In Suriname is het probleem al jarenlang een stagnerende economie, hetgeen vooral wordt veroorzaakt door het onvermogen of de onwil om bedrijven van de grond te krijgen die per saldo succesvol deviezen genereren. Vanaf onze onafhankelijkheid zijn heel wat parastatale productiebedrijven over de kop gegaan door mismanagement en politieke inmenging, denk maar aan Mariënburg, SML, GPOV, Bruynzeel, Alliance, Surinam Timber, Sugam, Tropica, NATCAR, SMS, LM Victoria, LM Patamacca, de Para Industries, etc. Een belangrijke randvoorwaarde voor een succesvolle herstart van deze bedrijven en het opzetten van nieuwe productiebedrijven, is concurrerende energietarieven.  

Voor ons land kan onderscheid gemaakt worden in drie categorieën producten:
1. Lokaal vervaardigde 'resource based' producten waarbij de lokale energiekosten van doorslaggevende betekenis zullen zijn op de kostprijs.

2. De productie van producten die worden vervaardigd met behulp van importgrondstoffen en/of halffabricaten waarvan de kostprijs grotendeels zal afhangen van de importaandeel en deels van de lokale waardetoevoeging.

3. De geïmporteerde eindproducten, waarbij de waardetoevoeging beperkt blijft tot; tax-, transport- en opslagkosten en een winstmarge.

Wanneer we het BNP mogen beschouwen als het collectief van producten die worden vervaardigd, dan zal elk land trachten om een deel van die producten te exporteren om op deze wijze deviezen te genereren. Met de deviezeninkomsten worden dan producten geïmporteerd die dat land zelf niet kan produceren. Het liefst zijn de deviezeninkomsten genoeg om een overschot op de betalingsbalans te bewerkstelligen. Wel nu, de verschillende exportproducten hebben alle een prijs op de wereldmarkt. Hoe groter het verschil tussen deze wereldmarktprijs en de lokaal geldende kostprijs, hoe sterker de concurrentiepositie.

Daar het er uiteindelijk om gaat zoveel mogelijk te verdienen aan de exporten, zal men trachten om de producten af te zetten tegen prijzen die zo dicht mogelijk tegen de wereldmarktprijzen aan liggen.

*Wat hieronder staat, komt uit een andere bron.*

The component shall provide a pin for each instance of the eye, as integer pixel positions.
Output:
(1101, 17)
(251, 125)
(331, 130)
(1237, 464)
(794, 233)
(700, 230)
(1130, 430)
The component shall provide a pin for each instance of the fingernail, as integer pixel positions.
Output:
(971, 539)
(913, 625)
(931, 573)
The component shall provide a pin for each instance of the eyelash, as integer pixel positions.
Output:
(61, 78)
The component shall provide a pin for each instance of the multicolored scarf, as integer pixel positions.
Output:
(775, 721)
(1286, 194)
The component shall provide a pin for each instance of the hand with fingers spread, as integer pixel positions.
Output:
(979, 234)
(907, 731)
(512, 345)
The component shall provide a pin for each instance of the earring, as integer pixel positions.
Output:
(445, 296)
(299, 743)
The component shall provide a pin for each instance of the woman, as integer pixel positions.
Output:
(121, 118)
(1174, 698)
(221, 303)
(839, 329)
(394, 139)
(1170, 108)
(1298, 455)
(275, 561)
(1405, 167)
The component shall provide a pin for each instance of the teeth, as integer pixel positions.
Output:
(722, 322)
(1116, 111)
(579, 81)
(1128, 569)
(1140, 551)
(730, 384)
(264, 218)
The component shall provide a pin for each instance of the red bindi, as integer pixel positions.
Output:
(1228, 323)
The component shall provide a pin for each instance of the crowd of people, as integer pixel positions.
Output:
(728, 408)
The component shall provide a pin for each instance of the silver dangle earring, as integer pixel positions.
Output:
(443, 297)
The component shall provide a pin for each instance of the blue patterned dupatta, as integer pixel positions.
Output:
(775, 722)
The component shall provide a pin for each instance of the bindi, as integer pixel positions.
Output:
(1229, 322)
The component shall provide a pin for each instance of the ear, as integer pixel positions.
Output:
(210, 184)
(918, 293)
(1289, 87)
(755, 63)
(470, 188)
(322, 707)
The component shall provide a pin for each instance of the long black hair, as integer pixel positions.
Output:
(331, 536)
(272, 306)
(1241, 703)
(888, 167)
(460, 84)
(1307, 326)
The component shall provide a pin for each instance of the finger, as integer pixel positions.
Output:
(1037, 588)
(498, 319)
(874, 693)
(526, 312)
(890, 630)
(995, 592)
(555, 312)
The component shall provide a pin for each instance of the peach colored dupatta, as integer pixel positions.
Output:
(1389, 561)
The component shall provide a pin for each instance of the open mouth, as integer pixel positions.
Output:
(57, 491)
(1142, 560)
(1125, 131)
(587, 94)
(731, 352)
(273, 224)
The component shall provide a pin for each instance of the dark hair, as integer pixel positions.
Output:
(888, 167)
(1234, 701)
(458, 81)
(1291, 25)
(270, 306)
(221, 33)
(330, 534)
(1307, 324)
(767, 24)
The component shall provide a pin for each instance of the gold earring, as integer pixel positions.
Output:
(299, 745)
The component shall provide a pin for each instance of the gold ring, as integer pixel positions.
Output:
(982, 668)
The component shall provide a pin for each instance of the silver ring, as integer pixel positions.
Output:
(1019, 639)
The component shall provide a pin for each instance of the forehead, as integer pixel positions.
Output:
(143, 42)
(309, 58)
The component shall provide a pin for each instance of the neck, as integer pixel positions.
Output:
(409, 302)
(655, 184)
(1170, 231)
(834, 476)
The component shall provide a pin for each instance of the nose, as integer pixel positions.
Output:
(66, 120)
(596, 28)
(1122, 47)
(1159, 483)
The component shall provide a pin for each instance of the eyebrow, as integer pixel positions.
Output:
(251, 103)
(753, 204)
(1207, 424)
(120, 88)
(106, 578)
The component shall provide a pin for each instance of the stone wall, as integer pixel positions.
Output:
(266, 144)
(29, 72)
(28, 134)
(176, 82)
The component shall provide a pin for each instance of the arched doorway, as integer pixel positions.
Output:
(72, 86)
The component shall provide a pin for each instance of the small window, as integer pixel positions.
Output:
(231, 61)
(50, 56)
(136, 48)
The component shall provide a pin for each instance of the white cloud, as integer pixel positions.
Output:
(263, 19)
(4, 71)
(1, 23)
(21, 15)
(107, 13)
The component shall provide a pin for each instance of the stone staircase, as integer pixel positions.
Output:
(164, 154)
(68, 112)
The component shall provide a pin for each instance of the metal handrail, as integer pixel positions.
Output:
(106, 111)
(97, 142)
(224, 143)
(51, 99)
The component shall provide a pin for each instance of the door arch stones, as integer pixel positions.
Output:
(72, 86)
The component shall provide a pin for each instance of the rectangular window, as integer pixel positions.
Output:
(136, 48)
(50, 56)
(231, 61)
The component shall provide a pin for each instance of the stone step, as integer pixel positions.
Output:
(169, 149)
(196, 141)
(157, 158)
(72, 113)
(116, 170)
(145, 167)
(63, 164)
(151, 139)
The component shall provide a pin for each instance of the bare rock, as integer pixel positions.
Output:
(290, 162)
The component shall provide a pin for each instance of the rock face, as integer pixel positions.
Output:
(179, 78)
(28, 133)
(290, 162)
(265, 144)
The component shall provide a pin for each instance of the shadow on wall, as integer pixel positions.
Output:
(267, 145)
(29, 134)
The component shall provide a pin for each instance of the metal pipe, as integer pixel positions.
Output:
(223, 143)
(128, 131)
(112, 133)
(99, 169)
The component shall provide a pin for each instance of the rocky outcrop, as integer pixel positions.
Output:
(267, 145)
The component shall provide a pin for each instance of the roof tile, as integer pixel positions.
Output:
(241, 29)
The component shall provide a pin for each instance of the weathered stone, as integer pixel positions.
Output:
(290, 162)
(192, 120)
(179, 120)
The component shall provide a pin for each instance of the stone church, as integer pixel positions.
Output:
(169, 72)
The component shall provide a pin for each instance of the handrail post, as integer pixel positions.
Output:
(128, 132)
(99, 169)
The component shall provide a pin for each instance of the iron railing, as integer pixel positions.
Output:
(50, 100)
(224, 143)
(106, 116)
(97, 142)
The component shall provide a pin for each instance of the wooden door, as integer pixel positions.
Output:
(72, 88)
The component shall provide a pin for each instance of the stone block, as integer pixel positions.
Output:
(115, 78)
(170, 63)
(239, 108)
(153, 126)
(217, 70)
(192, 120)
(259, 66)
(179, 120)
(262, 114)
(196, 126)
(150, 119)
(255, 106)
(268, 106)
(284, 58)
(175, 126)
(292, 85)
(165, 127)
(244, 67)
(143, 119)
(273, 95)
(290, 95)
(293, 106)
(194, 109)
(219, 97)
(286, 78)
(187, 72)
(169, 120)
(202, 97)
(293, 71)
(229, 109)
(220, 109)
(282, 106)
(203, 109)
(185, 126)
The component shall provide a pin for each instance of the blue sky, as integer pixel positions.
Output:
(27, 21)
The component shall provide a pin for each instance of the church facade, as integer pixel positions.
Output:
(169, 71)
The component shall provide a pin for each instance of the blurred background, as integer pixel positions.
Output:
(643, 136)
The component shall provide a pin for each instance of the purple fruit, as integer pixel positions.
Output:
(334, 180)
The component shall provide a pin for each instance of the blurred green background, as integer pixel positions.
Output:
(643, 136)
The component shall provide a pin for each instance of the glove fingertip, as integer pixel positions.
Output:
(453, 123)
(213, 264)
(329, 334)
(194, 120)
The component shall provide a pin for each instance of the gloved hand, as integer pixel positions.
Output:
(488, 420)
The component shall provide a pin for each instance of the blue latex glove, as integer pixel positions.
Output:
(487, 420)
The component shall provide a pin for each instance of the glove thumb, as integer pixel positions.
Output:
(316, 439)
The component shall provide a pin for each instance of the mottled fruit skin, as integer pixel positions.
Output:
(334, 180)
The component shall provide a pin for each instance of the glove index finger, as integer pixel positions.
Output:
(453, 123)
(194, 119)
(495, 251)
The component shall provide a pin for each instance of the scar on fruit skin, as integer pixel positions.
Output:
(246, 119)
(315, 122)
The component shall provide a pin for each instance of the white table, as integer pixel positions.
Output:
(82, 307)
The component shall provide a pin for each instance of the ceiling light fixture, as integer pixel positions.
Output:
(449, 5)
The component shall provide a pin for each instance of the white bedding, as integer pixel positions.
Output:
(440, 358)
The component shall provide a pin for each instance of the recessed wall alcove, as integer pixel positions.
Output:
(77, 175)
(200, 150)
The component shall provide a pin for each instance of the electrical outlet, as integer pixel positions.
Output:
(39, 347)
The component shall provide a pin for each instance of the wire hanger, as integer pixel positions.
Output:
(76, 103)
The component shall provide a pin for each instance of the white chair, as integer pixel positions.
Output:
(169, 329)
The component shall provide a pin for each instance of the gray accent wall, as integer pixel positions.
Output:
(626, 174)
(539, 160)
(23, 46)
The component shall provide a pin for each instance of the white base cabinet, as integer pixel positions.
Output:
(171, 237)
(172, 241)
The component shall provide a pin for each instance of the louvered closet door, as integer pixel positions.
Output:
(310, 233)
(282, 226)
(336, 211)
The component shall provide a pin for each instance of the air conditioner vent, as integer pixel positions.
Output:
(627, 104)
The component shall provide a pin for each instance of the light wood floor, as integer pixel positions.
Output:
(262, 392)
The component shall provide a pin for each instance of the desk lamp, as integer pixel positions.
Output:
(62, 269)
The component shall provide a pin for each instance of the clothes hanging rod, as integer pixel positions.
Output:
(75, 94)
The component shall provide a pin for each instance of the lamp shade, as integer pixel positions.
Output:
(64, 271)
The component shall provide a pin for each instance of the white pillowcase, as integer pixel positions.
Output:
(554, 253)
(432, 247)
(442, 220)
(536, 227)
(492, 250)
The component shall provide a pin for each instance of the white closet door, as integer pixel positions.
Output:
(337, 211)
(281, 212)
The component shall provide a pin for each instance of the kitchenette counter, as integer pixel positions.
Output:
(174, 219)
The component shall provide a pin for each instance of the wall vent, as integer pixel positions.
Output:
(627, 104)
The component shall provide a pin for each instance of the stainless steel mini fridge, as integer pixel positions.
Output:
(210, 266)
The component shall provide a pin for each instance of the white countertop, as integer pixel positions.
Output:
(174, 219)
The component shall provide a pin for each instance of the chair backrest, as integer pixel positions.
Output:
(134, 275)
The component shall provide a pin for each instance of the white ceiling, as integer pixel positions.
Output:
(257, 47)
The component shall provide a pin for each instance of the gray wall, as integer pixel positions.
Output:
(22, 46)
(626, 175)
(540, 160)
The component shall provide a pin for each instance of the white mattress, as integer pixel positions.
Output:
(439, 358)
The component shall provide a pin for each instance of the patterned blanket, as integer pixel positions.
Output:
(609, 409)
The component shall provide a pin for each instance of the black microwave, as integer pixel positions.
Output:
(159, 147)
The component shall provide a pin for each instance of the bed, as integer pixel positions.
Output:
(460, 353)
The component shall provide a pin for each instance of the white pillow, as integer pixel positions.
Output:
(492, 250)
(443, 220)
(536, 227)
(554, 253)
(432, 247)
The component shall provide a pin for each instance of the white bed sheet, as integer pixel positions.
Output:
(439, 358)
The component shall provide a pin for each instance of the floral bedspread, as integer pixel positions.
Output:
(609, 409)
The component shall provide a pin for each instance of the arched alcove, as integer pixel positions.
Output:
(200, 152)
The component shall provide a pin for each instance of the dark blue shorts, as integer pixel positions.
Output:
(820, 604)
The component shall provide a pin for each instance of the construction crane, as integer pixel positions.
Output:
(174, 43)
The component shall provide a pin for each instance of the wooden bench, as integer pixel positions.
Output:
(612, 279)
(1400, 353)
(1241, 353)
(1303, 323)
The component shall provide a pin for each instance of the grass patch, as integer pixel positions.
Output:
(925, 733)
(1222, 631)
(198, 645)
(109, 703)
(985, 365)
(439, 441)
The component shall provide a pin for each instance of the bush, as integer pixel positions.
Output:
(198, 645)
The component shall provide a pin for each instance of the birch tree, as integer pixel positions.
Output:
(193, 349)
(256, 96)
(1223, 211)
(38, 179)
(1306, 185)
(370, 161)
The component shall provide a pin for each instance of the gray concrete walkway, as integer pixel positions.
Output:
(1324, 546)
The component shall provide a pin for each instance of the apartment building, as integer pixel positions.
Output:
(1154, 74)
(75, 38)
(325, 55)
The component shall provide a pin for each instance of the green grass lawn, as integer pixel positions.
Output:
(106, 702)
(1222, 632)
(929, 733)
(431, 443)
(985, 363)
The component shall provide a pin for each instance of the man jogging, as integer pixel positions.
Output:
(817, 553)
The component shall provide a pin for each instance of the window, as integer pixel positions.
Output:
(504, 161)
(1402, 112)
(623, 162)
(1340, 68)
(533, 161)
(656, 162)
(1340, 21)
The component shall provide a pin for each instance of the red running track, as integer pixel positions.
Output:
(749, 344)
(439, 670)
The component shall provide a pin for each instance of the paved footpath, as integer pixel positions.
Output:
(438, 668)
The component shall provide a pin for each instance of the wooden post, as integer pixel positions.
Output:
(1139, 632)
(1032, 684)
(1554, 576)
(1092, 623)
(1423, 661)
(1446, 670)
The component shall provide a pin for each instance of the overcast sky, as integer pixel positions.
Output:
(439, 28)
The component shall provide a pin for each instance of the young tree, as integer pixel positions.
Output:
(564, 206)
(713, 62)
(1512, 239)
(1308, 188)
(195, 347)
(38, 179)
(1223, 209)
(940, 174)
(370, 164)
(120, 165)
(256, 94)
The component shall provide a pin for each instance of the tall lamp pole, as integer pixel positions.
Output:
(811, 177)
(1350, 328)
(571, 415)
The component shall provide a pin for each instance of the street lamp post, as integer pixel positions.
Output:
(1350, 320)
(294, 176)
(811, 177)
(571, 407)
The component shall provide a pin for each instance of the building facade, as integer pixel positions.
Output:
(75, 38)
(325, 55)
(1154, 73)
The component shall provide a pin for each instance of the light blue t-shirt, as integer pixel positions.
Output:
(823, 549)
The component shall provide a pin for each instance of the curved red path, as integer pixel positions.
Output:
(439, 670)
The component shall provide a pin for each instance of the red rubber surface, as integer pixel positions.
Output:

Er wordt derhalve gestreefd naar een zekere optimalisatie die kan worden bewerkstelligd door o.a. een gericht energie beleid dat naadloos aansluit op het productie- en exportbeleid.

Energie dient niet alleen zowel in letterlijke als figuurlijke zin als de motor van de economie, ze heeft ook nog een tweede minstens even belangrijke functie m.n. de optimalisering (regeling) van deze economie. Zaken als een positieve betalingsbalans, begrotingsevenwicht, stabiliteit van de munteenheid, verbetering van de koopkracht, etc. kunnen in gunstige zin worden bevorderd middels een gericht energiebeleid. Dit beleid zal in elk geval minimaal de volgende uitgangspunten in zich moeten hebben;

1. Het zal het uitgezette economisch beleid van de overheid (productieverhoging, importvervanging, diversificatie,  exportbevordering, etc.) moeten ondersteunen.

2. Het gehanteerde gemiddelde tarief moet voldoende rendement genereren om de interne investeringen te kunnen financieren (in Suriname 10%).

3. Het stimuleren van een zo laag mogelijke gemiddelde energiekostprijs en gemiddeld tarief.

De bovengenoemde uitgangspunten zullen natuurlijk concreet uitgewerkt moeten worden in beleid op basis van de bestaande realiteit van onze energievoorziening.